My research group in grad school had an unfortunate culture of stealing equipment from other people’s experiments when they weren’t around. I participated in this culture as well, but I tried to replace the things I took before they returned. However, this did not spare me from the ire of a Postdoc1 who pointed out that windows assigns device names by serial number, thus my replacing a power meter with an identical copy had caused him an hour of debugging time until he opened up the device manager.

Later, out of grad school and working on robots with even more hardware, I discovered the joy of writing udev rules and spared myself many hours of plugging in usb cables to see what they enumerate as.

I’m now out of robotics and back in experimental physics. Most experimental physicists aren’t linux users, so a lot of scientific equipment is sold with drivers which are only functional on Windows.

I had reverted back to plugging and unplugging cables, until the other experimental physicist at work switched out the hardware in my experimental setup overnight. After I had calmed down, decided to find another way.

Here’s my solution. PySerial has a lovely tool called list_ports which will list a bunch of handy information about the available com ports.

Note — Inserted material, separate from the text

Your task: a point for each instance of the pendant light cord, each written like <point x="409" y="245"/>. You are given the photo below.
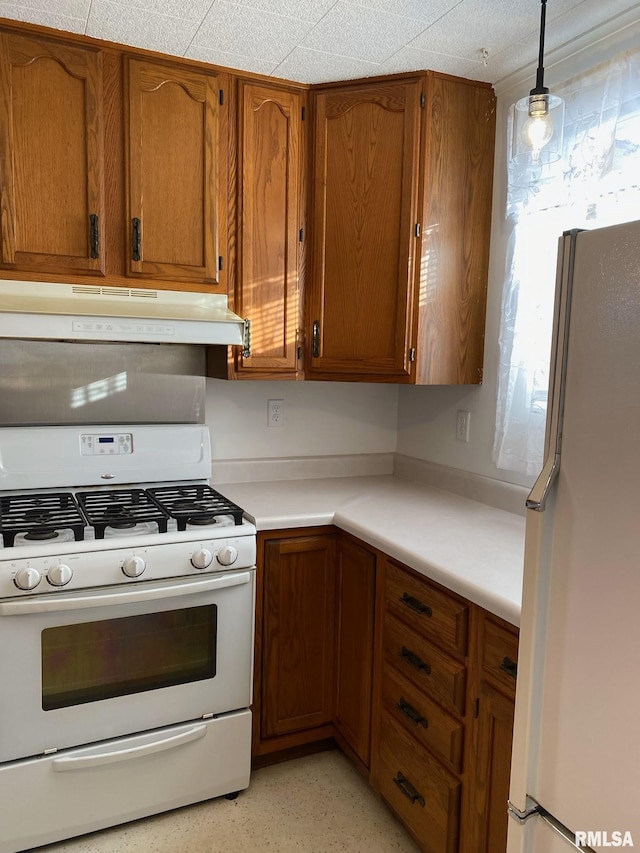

By matching the vendor and product IDs, (or in the case of devices that both use the FTDI FT232R chip, also the serial number) I can guess the devices:

from serial import Serial
from serial.tools import list_ports

# hardware is represented as a tuple of (vid, pid, serial_number (if needed), baud_rate)
HARDWARE = {'temperature_controller': (1027, 24577, 'serial1', 115200),
            'counter': (1027, 24577, 'serial2', 19200),
            'motor_controller': (5824, 1155, 9600),
            'laser': (10682, 2, 115200)}

def map_hardware():
    com_ports = dict()
    for key, value in HARDWARE.items():
        found_port = False
        for port in list_ports.comports():
            if len(value) > 3:
                if port.vid == value[0] and port.pid == value[1] and port.serial_number == value[2]:
                   found_port = True
                   com_ports[key] = port.device
                if port.vid == value[0] and port.pid == value[1]:
                   found_port = True
                   com_ports[key] = port.device
        if not found_port:
            raise RuntimeError("device matching ids for key: ", key, " not found")
    return com_ports

ports = map_hardware()
handles = dict()

for key in ports.keys():
    handles[key] = Serial(ports[key], HARDWARE[key][-1])

This is a simplification. I import modules from InstrumentKit to do the actual communication rather than writing the commands directly to the handles.

  1. Brendon, if you’re reading, I’m still sorry about this.